En sus obras, en Los Rougon-Macquart, está el goce del relato puro, el placer estricto y exacto de una historia que se nos libra y que nos aturde y nos conmueve con una sucesión vertiginosa de peripecias y de individuos, de gestas y de desengaños. Zola es un narrador que describe y observa el mundo con arrebato, con la convicción firme de estar abarcando precisamente las dimensiones de lo real, la anchura exacta del mundo que revive con el artificio de su imaginación: una imaginación que él cree espejo. Pertenece a esa estirpe de novelistas que tuvieron por propósito dar a manos llenas, saciar: un linaje de autores que aspiraban a denunciar los vicios y a combatir el dolor de un mundo tan frecuentemente odioso. 

Aunque, bien mirado, Zola no se conformó con observar. Quiso experimentar. Influido por el positivismo, se propuso convertir la novela en un informe, en un diagnóstico, en un espacio en el que distinguir las reglas del comportamiento social. La naturaleza tiene normas que el físico descubre, el organismo vivo tiene leyes que el fisiólogo revela: también el novelista puede obrar como un estudioso. La ciencia en el siglo XIX gozó de un gran predicamento. Si orden de la naturaleza podía ser mostrado, si sus reglas podían ser enumeradas, ¿por qué no iba a poder hacerse lo mismo con el orden social? El novelista encarnado en Zola es una suerte de sociólogo que divisa y averigua cómo influyen la herencia y el medio ambiente. Por eso, a su estética narrativa la llamó naturalismo: “quiero explicar”, decía, “cómo una familia, un pequeño grupo de seres, se comporta en una sociedad, desarrollándose para engendrar diez, veinte individuos que parecen, en un primer vistazo, profundamente disímiles, pero que el análisis muestra íntimamente ligados unos con otros”.

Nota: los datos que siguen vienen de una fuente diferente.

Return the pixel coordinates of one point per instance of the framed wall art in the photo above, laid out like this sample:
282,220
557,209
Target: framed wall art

Habla, en efecto, de individuos empeñosos y extremados, gentes que empezando como pequeños industriales o labriegos aspiran a dominar Plassans o París. Pero los apetitos desmesurados y la fatalidad de una familia desgraciada siempre acaban por aparecer hasta arruinarla en época de especulación y de lujos. Sus novelas son pinturas vastísimas, un plano general en el que se distingue el detalle menor de personajes característicos y arrebatados. Pero sus narraciones son sobre todo (o al menos eso ambicionó el autor) un experimento in vitro: la recreación de circunstancias por las que tantos burgueses pasaron en la Europa del Ochocientos. Zola quiso contemplar a sus personajes como un científico mira cuando ajusta la lente de su microscopio: agigantando los rasgos en ocasiones monstruosos de sus criaturas. No le preocupó la acusación de determinismo: se sabía el dueño de su propio mundo, un espacio al que aún podemos acceder. ¿Para qué? Para apreciar cuánto se parecen los monstruos de hoy a sus congéneres de antaño, para vislumbrar la infinita gama de vicios sociales.  Háganme caso: lean sus páginas con mucha inocencia y algo de ironía. Jamás las olvidarán.